Assisted by Ned Buntline, novelist, and Colonel Ingraham, he started his “Wild West” show, which later developed and expanded into “A Congress of the Rough Riders of the World,” first presented at Omaha, Nebraska. In time it became a familiar yearly entertainment in the great cities of this country and Europe. Many famous personages attended the performances, and became his warm friends, including Mr. Gladstone, the Marquis of Lome, King Edward, Queen Victoria, and the Prince of Wales, now King of England.

At the outbreak of the Sioux, in 1890 and 1891, Colonel Cody served at the head of the Nebraska National Guard. In 1895 Cody took up the development of Wyoming Valley by introducing irrigation. Not long afterward he became judge advocate general of the Wyoming National Guard.

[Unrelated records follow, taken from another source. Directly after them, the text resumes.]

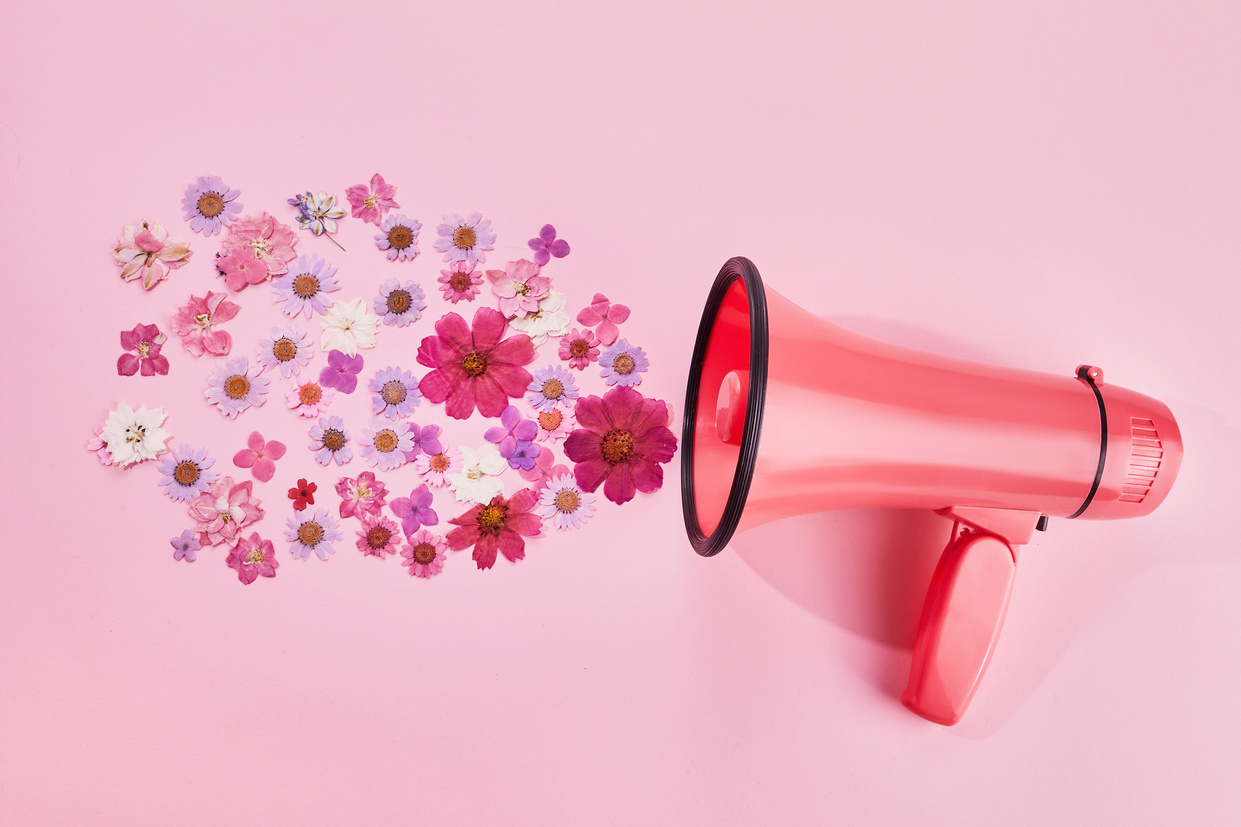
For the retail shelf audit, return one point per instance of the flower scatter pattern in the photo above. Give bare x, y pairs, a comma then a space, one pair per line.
551, 425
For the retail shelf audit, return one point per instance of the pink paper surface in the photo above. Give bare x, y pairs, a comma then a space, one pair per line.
1039, 188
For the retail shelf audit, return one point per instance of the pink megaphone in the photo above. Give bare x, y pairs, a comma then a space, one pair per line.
787, 414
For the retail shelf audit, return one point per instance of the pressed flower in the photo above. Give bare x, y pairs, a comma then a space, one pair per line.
621, 445
362, 496
479, 478
436, 467
186, 546
578, 348
348, 327
371, 203
303, 494
606, 314
459, 282
497, 527
143, 343
398, 237
224, 509
341, 371
252, 558
415, 510
385, 445
550, 319
209, 205
465, 239
623, 364
551, 388
519, 287
473, 366
134, 436
565, 503
186, 472
309, 397
547, 245
236, 386
259, 457
303, 289
286, 348
330, 441
425, 554
379, 537
396, 393
195, 323
400, 304
145, 252
312, 533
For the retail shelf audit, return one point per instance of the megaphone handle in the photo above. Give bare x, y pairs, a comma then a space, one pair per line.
961, 623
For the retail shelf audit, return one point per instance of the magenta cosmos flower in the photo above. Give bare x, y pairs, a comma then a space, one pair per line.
371, 203
195, 323
622, 443
143, 345
497, 527
209, 205
473, 366
252, 558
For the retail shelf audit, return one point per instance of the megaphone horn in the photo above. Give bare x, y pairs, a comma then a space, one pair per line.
787, 414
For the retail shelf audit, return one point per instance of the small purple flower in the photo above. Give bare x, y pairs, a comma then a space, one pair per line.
186, 546
547, 245
302, 289
341, 371
398, 303
415, 510
396, 393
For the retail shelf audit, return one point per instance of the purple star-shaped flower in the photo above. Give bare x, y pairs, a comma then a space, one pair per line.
547, 245
341, 371
415, 510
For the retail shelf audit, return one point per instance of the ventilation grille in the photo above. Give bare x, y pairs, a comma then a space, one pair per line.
1146, 453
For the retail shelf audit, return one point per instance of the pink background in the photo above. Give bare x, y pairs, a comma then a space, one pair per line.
1035, 188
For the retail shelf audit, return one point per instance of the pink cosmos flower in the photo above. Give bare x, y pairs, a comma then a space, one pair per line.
425, 554
224, 510
473, 366
145, 252
362, 496
143, 343
371, 203
622, 443
497, 527
261, 456
194, 324
519, 286
580, 348
253, 556
606, 314
459, 282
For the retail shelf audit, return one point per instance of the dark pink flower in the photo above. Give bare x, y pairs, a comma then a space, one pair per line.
194, 324
253, 556
622, 445
473, 366
261, 456
143, 343
497, 527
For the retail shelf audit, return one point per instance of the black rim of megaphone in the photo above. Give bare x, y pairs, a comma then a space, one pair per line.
732, 270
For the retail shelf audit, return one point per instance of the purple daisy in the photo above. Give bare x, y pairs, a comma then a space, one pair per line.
303, 287
236, 386
398, 303
186, 473
209, 205
398, 237
396, 393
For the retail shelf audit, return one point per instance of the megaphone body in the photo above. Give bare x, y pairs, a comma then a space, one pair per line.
788, 414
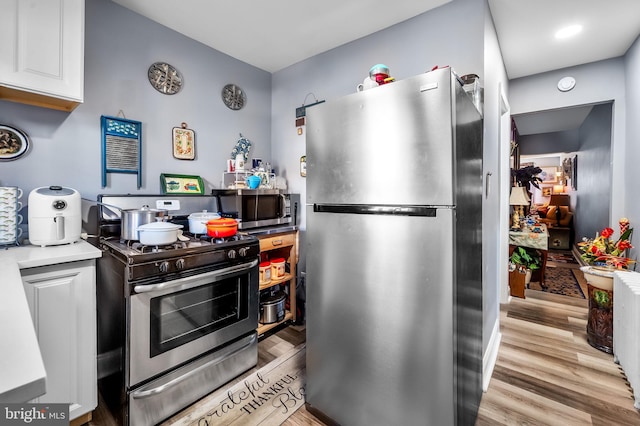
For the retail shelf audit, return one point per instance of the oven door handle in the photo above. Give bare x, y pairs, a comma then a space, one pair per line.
218, 272
174, 382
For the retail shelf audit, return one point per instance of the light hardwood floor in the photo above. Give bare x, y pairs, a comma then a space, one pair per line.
546, 372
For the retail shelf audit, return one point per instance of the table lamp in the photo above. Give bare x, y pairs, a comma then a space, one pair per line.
518, 198
559, 200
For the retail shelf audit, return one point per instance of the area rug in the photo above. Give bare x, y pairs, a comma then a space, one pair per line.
265, 398
562, 276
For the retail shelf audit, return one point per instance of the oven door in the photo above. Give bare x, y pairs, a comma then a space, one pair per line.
175, 321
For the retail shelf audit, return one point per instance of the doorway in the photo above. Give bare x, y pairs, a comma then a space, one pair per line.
582, 134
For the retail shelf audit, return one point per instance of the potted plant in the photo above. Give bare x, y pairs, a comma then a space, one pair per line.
526, 258
603, 256
526, 175
522, 262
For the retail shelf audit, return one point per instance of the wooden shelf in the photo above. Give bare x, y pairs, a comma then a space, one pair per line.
271, 283
263, 328
284, 245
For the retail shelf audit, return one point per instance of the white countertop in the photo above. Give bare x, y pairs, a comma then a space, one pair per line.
22, 370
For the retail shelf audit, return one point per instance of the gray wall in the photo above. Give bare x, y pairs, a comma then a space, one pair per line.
494, 209
597, 82
545, 143
119, 48
630, 198
594, 173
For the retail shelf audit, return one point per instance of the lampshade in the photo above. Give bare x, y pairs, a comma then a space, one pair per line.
559, 200
518, 196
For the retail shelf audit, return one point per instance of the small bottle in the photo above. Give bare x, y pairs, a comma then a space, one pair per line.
240, 162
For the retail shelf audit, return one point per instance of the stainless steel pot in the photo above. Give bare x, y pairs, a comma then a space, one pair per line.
158, 233
272, 308
131, 219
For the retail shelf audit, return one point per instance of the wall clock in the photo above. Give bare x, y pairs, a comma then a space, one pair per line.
165, 78
233, 96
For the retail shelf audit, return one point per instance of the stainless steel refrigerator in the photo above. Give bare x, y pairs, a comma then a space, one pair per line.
394, 255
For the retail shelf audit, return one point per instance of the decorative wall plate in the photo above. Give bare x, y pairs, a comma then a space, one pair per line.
14, 143
233, 96
165, 78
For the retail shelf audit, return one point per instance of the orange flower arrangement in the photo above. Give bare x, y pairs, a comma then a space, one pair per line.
603, 251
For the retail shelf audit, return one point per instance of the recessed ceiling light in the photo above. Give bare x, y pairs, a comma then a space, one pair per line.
569, 31
567, 83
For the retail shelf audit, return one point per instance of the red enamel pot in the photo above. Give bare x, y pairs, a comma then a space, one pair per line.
222, 228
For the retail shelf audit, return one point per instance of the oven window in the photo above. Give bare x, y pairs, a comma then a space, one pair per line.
180, 317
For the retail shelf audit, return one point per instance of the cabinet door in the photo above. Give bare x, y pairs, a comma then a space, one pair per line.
42, 46
63, 309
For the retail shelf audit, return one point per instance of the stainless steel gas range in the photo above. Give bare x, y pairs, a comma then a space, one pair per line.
174, 322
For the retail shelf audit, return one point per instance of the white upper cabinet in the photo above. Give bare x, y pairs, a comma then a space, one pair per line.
42, 51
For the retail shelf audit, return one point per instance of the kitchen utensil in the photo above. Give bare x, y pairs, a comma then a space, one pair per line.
272, 308
54, 216
198, 221
158, 233
222, 228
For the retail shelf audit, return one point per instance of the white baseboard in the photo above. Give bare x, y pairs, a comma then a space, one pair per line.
491, 355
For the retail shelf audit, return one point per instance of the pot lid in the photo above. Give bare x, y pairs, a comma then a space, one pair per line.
158, 226
223, 222
204, 215
277, 297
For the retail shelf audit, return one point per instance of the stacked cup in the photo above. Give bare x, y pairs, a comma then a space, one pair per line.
10, 218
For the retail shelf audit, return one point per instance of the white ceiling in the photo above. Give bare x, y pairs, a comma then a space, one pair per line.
556, 120
273, 35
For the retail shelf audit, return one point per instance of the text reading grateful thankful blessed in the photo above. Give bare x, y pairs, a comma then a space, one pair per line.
251, 396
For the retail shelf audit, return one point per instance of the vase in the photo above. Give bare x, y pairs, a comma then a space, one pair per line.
600, 318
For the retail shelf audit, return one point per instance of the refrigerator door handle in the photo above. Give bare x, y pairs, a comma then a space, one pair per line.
394, 210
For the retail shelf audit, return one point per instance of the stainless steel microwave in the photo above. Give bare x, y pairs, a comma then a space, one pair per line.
255, 207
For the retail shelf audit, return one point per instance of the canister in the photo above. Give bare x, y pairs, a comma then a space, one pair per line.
265, 272
277, 268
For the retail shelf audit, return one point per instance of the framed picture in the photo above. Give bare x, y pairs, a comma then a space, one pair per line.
14, 143
184, 143
548, 174
181, 184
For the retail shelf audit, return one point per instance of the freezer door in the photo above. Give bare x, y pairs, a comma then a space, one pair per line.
380, 318
390, 144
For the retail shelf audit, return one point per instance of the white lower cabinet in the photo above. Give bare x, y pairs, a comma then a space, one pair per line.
62, 301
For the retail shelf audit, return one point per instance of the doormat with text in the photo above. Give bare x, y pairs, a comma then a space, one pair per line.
562, 279
266, 398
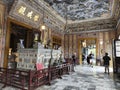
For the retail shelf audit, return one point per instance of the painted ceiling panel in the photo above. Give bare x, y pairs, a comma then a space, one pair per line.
81, 9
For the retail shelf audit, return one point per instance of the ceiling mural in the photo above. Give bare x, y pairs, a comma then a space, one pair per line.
81, 9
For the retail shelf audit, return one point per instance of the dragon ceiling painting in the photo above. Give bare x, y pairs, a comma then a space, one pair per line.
82, 9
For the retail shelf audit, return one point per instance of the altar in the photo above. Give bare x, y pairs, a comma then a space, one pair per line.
30, 58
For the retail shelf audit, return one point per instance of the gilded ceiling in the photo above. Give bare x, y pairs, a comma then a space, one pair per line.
83, 15
81, 9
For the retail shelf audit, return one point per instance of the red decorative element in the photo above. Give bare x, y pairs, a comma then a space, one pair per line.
39, 66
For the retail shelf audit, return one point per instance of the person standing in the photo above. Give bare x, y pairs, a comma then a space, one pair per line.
106, 60
74, 60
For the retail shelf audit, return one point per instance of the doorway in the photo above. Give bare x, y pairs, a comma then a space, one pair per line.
87, 46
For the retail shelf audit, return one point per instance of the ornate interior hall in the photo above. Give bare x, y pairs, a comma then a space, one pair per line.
42, 40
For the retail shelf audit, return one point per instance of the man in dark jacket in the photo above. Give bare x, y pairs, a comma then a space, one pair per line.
106, 59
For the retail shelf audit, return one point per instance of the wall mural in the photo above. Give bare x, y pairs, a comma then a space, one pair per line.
81, 9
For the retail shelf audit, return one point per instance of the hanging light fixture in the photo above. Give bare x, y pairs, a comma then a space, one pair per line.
43, 24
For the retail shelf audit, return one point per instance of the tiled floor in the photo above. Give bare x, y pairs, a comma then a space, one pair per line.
84, 78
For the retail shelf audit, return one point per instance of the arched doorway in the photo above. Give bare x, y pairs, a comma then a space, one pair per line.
87, 46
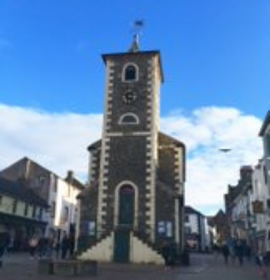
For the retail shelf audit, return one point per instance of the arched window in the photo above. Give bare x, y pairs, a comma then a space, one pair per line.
130, 73
129, 118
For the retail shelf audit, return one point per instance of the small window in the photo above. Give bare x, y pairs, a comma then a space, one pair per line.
129, 118
130, 73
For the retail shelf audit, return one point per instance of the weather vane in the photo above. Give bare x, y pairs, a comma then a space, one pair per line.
137, 27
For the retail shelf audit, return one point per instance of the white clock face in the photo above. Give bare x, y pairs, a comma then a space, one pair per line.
129, 97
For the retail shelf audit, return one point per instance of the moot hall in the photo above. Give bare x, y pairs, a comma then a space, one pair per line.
135, 197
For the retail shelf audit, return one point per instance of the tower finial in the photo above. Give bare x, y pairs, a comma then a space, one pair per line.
136, 30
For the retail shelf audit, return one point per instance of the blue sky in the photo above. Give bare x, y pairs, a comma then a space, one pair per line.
213, 52
215, 55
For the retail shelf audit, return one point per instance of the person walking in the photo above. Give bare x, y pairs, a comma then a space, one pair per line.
64, 246
261, 264
4, 243
239, 251
33, 245
225, 252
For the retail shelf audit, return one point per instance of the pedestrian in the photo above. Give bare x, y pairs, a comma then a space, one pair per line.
261, 264
239, 251
4, 243
33, 245
168, 255
225, 252
57, 247
65, 243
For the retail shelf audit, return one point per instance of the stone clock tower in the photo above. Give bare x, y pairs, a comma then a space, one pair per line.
136, 175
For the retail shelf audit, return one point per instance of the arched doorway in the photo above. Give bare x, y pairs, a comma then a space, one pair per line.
125, 223
126, 206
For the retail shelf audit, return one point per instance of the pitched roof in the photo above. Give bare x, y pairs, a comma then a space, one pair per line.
190, 210
18, 191
265, 124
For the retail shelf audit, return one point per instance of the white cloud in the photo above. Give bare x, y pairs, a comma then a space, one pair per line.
59, 142
209, 171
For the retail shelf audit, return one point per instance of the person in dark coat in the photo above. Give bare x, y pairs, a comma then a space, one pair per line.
168, 252
239, 251
225, 252
65, 244
4, 242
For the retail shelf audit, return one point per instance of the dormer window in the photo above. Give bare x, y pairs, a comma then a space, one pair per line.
129, 118
130, 73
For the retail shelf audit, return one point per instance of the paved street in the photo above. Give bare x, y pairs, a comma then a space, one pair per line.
204, 267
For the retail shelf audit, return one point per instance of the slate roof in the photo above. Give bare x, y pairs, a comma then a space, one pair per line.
265, 124
190, 210
18, 191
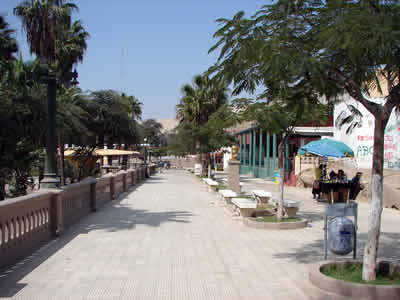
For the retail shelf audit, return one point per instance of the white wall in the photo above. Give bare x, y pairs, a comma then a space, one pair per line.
362, 139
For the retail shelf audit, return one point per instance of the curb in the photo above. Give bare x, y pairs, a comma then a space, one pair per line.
350, 289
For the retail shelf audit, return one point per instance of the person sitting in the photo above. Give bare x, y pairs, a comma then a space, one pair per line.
341, 176
355, 186
316, 191
332, 175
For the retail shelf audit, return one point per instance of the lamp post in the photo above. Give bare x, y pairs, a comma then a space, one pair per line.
50, 179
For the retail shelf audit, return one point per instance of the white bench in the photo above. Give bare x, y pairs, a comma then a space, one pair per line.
227, 195
290, 207
246, 206
225, 180
210, 184
261, 196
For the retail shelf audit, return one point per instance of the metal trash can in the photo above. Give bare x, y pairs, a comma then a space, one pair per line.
340, 235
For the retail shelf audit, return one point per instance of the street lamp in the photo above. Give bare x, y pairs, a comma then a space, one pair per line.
50, 179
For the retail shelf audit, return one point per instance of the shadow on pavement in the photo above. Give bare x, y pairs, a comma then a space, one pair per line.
314, 251
112, 217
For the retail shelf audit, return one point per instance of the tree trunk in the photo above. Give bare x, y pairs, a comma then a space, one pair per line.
21, 183
2, 189
375, 203
281, 164
62, 166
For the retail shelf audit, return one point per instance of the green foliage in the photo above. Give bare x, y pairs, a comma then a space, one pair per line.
310, 52
113, 117
352, 273
8, 44
44, 23
151, 130
191, 139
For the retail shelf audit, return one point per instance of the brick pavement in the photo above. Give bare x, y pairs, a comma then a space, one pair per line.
171, 239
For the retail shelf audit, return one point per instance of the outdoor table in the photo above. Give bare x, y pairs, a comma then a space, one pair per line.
336, 191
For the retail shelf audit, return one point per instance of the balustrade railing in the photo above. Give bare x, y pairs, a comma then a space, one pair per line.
26, 222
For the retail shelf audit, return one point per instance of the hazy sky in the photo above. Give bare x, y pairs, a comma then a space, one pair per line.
148, 49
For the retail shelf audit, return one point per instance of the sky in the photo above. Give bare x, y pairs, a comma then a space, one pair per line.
148, 49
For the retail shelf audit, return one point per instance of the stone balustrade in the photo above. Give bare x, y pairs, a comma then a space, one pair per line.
26, 222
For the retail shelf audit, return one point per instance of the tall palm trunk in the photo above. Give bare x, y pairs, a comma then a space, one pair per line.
2, 188
61, 156
281, 164
375, 203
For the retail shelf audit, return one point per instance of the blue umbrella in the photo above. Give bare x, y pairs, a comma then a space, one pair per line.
327, 148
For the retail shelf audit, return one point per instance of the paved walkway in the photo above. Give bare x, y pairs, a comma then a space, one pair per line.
171, 239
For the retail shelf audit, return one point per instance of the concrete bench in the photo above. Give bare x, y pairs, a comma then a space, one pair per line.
246, 206
210, 183
227, 195
290, 207
261, 196
225, 180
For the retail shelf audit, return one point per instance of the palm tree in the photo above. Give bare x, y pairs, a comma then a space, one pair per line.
44, 22
112, 117
71, 47
200, 101
8, 45
71, 119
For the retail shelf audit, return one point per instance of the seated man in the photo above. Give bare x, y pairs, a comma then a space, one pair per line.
316, 191
355, 186
341, 176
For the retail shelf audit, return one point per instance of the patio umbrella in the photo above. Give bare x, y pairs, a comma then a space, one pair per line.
327, 148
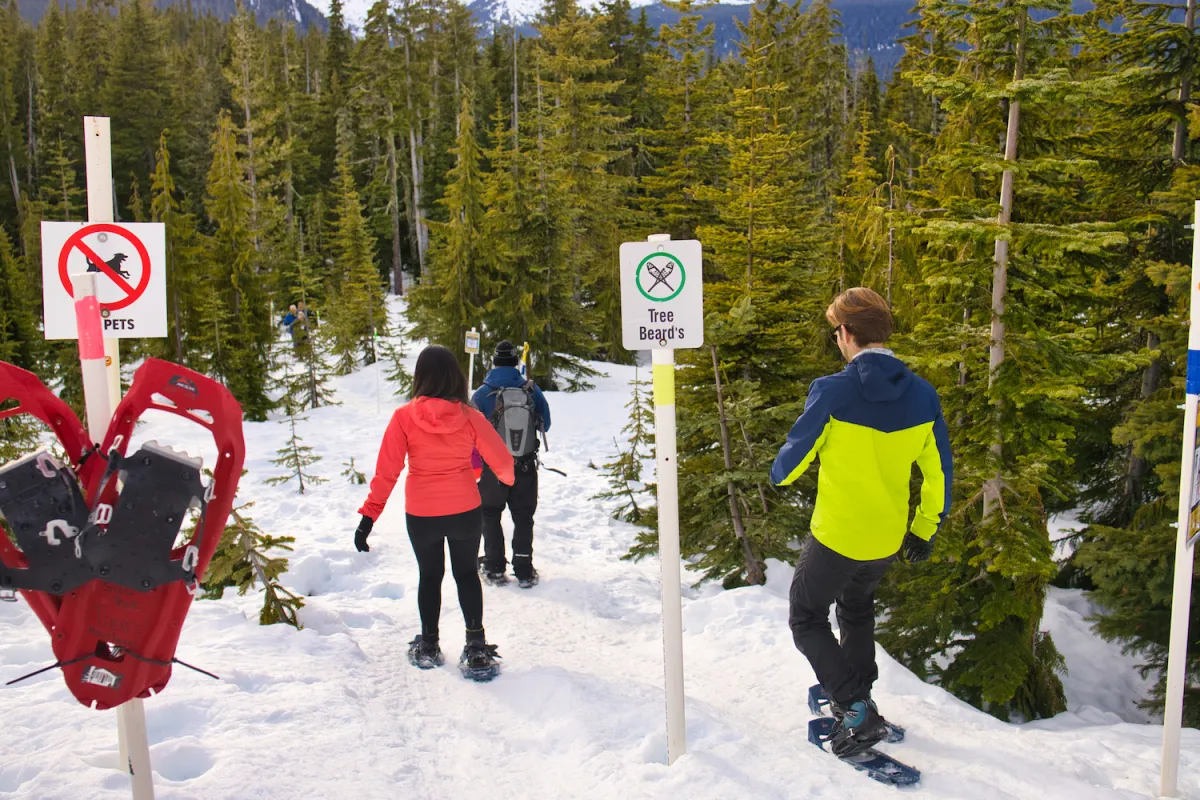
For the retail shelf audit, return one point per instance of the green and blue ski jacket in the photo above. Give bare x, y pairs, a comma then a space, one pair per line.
869, 425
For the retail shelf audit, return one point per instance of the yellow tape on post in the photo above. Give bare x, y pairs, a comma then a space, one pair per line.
664, 384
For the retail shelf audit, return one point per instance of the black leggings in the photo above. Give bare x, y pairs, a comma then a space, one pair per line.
462, 531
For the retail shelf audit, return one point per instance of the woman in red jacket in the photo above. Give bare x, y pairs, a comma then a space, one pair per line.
436, 432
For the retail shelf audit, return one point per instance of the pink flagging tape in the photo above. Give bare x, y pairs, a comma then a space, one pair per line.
91, 337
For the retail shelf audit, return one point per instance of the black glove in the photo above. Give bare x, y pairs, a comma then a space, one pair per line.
917, 549
361, 533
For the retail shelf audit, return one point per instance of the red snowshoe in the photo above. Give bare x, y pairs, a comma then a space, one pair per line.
109, 578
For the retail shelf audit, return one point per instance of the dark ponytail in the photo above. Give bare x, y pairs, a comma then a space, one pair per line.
438, 374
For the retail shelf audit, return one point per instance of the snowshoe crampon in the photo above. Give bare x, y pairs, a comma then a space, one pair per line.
424, 655
819, 702
880, 767
115, 633
478, 662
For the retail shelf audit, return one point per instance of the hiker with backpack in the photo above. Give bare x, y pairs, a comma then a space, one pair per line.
519, 411
436, 433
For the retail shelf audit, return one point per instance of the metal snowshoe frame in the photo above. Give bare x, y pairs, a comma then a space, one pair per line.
115, 635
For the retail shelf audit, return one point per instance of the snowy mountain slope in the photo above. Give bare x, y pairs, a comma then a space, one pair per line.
336, 711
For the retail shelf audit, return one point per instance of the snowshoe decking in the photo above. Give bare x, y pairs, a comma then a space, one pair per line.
478, 662
159, 487
880, 767
819, 702
24, 394
40, 498
115, 635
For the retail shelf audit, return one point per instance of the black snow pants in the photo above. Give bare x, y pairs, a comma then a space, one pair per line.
521, 500
430, 536
846, 668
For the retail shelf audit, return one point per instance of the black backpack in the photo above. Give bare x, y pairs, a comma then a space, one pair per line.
515, 417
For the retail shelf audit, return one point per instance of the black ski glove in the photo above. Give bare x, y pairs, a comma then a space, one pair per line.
917, 549
361, 533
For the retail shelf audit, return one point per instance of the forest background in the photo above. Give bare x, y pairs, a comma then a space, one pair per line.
1019, 191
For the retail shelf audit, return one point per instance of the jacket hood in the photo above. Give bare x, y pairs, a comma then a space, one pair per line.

Colonel Cody (Buffalo Bill) died in Denver, Colorado, on January 10, 1917. His legacy to a grateful world was a large share in the development of the West, and a multitude of achievements in horsemanship, marksmanship, and endurance that will live for ages. His life will continue to be a leading example of the manliness, courage, and devotion to duty that belonged to a picturesque phase of American life now passed, like the great patriot whose career it typified, into the Great Beyond.


BUFFALO BILL’S GIRL PARD.


CHAPTER I.
A DASTARDLY PLOT.

Nate Bernritter, or “Bern,” as he was usually called when not referred to as “the old man,” was in an unpleasant frame of mind.

He was superintendent in charge of the mining, milling and cyaniding at the Three-ply Gold-mine, but the cares of his official position could not wholly have accounted for the perplexed frown on his brow, the hunted look in his eyes, or the fierce, spasmodic clenching and unclenching of his big, brown hands.